Canada — often cited by progressives as a model of civilized multiculturalism — deports aliens at almost twice the rate that the U.S. does. Between 2006 and 2014,
Canadian immigration authorities deported, on average, 35 people per day, or about 13,000 annually.
The United States, with nine times the population of Canada, removed about 65,000 illegal aliens from within the borders of the country in 2016.
My own personal experience supports this:
1) I worked legally in Mexico for a U.S. company under an FM-2, or a work visa. The document clearly said in black and white that I had to carry this document in case I had to prove to the Mexican authorities that I was legally in the country. It did not happen to me but I heard a story of a business friend whose wife was involved in a car crash and had to prove her status. To be fair, the insurance company settled the matter satisfactorily but her immigration status was part of the process.
2) I took several business trips to Venezuela and Panama. My lawyer made it very clear that I had to get a “business visa” rather than a “tourist visa”. Why? Because I could find myself in trouble if I was doing business as a tourist.
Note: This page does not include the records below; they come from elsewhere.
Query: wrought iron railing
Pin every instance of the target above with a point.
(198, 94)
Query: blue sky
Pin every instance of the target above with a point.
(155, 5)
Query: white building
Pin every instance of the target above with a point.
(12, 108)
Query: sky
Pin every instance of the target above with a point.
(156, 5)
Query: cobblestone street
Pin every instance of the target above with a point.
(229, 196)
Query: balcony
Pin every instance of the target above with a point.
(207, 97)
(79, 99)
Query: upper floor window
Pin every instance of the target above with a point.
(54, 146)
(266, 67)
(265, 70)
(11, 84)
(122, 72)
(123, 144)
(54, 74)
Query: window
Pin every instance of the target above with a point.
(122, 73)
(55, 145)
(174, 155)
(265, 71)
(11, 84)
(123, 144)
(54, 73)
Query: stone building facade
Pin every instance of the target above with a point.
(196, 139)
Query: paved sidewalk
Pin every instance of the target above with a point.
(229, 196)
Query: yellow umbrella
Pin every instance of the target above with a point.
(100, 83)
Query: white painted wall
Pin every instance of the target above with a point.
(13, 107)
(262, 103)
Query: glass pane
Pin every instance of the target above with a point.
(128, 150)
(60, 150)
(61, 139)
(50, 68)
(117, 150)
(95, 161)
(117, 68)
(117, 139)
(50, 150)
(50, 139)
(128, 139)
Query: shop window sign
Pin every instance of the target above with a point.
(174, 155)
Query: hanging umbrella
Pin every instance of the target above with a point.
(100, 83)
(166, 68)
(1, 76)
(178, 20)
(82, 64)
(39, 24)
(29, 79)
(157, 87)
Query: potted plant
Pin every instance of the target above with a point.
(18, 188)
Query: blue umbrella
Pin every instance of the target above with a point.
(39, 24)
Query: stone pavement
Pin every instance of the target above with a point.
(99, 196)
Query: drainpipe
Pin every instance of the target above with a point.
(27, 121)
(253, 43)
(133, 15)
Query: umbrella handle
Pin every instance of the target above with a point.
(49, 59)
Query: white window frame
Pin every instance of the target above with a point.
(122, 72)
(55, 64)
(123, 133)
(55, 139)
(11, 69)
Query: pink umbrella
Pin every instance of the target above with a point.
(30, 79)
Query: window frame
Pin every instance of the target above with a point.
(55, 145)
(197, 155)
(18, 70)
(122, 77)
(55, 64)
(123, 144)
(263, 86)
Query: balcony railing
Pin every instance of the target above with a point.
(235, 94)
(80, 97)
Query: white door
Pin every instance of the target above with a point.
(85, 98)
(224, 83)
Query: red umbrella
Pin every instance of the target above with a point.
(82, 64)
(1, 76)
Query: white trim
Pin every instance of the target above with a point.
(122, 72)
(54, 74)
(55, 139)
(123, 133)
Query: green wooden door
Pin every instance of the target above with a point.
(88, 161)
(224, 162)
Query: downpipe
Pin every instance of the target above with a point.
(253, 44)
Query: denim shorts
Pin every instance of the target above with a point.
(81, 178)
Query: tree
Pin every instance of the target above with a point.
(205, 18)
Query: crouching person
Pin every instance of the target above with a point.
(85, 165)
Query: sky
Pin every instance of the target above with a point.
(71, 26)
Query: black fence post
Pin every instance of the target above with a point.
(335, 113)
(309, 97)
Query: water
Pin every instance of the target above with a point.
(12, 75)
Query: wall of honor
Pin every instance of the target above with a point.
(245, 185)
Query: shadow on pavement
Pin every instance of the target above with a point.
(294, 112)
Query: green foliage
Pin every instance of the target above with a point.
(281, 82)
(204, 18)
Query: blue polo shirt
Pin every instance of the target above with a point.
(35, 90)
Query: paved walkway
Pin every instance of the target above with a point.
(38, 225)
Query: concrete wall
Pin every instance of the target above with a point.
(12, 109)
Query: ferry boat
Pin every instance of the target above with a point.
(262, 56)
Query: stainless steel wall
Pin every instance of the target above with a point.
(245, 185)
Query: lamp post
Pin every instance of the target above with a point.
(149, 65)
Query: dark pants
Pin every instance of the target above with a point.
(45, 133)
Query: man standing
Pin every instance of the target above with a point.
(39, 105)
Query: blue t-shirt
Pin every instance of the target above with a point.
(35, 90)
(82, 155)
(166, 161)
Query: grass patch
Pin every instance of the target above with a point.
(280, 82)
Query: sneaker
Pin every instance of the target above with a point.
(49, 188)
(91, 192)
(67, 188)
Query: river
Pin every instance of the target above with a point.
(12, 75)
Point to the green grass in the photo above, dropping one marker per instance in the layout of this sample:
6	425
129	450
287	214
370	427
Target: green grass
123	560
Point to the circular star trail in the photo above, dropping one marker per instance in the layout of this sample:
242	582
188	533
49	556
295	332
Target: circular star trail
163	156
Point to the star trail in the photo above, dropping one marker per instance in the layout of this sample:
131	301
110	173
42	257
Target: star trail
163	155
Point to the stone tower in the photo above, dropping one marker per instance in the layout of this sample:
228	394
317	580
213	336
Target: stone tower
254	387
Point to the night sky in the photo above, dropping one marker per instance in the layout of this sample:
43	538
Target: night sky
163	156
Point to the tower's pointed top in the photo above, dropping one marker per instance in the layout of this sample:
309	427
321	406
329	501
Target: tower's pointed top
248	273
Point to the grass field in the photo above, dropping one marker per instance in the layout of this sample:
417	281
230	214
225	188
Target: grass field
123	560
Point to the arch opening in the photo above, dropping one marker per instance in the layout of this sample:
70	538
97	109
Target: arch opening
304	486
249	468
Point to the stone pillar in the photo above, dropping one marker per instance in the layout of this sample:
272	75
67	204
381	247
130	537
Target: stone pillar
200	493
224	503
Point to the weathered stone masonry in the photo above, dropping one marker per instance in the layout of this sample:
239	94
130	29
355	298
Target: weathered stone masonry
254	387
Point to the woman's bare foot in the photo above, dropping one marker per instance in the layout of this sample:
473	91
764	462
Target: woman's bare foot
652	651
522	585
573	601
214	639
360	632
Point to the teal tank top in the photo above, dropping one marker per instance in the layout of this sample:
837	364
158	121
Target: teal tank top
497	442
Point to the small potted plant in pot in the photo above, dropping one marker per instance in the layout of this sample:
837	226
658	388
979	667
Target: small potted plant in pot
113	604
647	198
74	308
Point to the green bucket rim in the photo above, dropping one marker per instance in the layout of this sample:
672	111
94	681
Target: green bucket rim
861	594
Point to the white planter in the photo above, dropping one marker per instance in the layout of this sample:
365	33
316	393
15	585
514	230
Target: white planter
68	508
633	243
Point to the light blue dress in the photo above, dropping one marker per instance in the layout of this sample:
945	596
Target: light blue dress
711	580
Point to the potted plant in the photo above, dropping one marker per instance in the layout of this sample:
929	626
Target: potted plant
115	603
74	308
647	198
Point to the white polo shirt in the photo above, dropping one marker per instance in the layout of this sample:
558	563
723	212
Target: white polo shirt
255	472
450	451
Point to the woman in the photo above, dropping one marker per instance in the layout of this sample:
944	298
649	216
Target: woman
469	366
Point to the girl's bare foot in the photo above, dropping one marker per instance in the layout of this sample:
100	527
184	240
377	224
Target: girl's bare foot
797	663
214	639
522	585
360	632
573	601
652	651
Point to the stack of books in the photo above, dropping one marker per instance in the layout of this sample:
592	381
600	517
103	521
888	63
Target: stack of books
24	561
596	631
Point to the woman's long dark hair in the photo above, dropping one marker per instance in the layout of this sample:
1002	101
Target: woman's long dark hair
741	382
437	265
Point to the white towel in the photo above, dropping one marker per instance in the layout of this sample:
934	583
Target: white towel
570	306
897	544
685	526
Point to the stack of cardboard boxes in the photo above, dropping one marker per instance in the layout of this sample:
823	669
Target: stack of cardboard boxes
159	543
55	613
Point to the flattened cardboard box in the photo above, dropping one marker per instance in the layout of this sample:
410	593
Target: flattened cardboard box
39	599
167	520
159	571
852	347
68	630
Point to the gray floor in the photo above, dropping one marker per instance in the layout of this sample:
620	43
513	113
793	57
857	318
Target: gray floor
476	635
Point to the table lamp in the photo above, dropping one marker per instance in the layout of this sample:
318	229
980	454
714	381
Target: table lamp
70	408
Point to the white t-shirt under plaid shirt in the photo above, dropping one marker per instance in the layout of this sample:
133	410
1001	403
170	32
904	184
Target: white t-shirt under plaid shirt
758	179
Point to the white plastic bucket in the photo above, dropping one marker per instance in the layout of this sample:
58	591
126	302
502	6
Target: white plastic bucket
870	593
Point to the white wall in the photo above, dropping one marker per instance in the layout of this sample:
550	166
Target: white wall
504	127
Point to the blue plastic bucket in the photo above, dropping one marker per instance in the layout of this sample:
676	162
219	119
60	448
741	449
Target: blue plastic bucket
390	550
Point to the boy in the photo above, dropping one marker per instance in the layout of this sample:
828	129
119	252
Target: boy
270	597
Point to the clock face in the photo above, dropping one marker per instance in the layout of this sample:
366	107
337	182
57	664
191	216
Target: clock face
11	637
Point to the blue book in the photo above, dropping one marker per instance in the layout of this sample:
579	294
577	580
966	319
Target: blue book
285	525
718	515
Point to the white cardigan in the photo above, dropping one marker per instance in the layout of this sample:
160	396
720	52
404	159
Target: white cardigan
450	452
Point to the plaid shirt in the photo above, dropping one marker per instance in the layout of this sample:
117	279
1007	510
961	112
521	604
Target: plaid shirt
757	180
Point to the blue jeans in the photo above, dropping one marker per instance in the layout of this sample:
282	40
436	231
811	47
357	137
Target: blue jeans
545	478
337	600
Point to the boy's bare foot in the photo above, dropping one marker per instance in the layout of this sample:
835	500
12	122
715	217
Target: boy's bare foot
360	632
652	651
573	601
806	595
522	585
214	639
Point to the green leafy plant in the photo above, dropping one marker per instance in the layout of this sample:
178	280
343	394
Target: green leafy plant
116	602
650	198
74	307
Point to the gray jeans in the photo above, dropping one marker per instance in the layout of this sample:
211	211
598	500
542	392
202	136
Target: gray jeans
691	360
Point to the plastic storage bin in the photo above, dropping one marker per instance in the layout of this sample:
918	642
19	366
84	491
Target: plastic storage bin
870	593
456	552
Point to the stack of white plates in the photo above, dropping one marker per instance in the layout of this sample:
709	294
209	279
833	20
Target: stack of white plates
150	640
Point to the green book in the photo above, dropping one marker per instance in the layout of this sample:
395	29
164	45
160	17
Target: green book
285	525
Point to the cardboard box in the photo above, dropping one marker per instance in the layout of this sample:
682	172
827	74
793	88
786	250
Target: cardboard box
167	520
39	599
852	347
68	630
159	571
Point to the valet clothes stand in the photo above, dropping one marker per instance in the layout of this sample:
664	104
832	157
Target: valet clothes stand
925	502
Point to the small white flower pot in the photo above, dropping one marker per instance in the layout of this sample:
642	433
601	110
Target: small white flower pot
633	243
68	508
What was the difference? It was more costly to get a business visa but it was a safer route.
It is very surprising for me to hear all the outrage from Democrats and their friends in the media, about these raids underway. In many cases, the people being arrested are engaged in criminal behavior while others who have refused to obey a court order.
As Mr. Barron points out:
The indignation of activists and progressive politicians about the enforcement of our immigration laws is perhaps predictable, but acquainting themselves with global norms regarding legal migration and deportation might help keep their blood pressure under control.
So how did we get here? I place the blame for this confusion on the Obama administration and their politicization of immigration laws. It was shameful and a correction is desperately needed!